According to Wycliffe Associates, SUN has the potential to reach about 56 million people with the Gospel who may not otherwise be able to access it. SUN was developed by a former volunteer named Emily Wang, who was inspired after finding out that over 600,000 people worldwide are both deaf and blind.
Wycliffe Associates estimates that there are 70 million people in the world who are born deaf and about 80 percent of them can’t communicate in their local sign language.
“Only about 20 percent of the deaf population of the world has access to education,” Jenkins said. “So the question is, ‘How do you provide a Bible for those that have no education at all?’ And this is the problem that SUN answers.”
Wang aimed to create a system that could be read both visually and through touch. As a Chinese-American, she was inspired by the symbols in the Mandarin language and came up with symbols that could be understood universally.
Through a team of 400 online volunteers across the United States who created symbols to represent the precepts found in Scripture, the production of the SUN New Testament took about 1.5 years.
The translation is sourced from the Unlocked Literal Bible. Dr. John Luton, a Bible translation consultant with Wycliffe Associates, reviewed the translation’s Gospel of Luke.
“This is one of the best translations I have ever worked on,” Luton said in a statement.
In order to read the SUN New Testament, users must learn the 100 core symbols and also learn how the symbols can be combined to convey additional meaning.
“For those that are deaf, we're teaching them to read basically by sight,” Jenkins said. “We can have them reading within three to five days. We've had many people within three days basically start reading Mark 1. And the question that they have asked is ‘How can I know this Jesus? How can I have this Jesus in my heart?’ We've been able to lead many people to Christ through this.”
Jenkins said that SUN has been tested in nine different countries. Additionally, there has been exposure to SUN in about 16 different countries.
“Basically the idea is we get people together who are going to be working with those that are deaf and those that are deaf and blind. They are the people that we teach,” Jenkins explained. “So we go into a country, we teach this group of people how to teach SUN to the deaf and the deaf and blind. And it's up to them to take it and spread it throughout the country.”
According to Wycliffe Associates, SUN is easier to learn than braille, which can take years to master. SUN is a concept-based approach that does not rely on words or letter systems.
“You already know the concept.
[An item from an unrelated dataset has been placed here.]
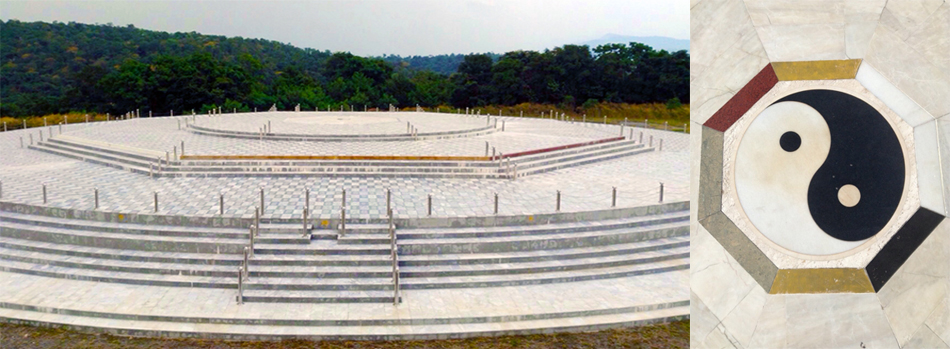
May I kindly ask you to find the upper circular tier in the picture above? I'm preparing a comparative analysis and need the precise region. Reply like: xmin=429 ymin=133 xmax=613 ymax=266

It is just learning to associate a symbol with the concept,” Jenkins detailed. “We are seeing deaf people who have never learned a national sign language, they are coming to these workshops where people are teaching them SUN and teaching them national sign langauge at the same time.”
“So they are really learning two languages at once. What we are seeing is we are seeing their world open up and we are seeing them being able to communicate with more people around them as well as being able to have access to God’s Word in a format they already understand.”
According to Jenkins, the goal is to take SUN to 40 new countries in 2020. However, she said that the goal could be impacted by travel complications caused by the coronavirus.
“We are also seeing other organizations that are taking a look at this and saying, ‘Hey we could use this in this way when we are teaching these children over here,’” she relayed. “It has the potential to reach so many different places and different people. It’s not just for the deaf and deaf and blind, you can also think about kids with autism and anybody who can’t communicate on their own. This has the potential to reach them.”
Wycliffe is currently working on a SUN version of the Old Testament. According to Jenkins, the translation will require the creation of additional symbols to reflect concepts found in the Old Testament, which is about twice the size of the New Testament.
“I don't know how much larger our symbol base is going to grow to,” Jenkins said. “I don’t know if it will double or not. But it might be pretty close to doubling in size.”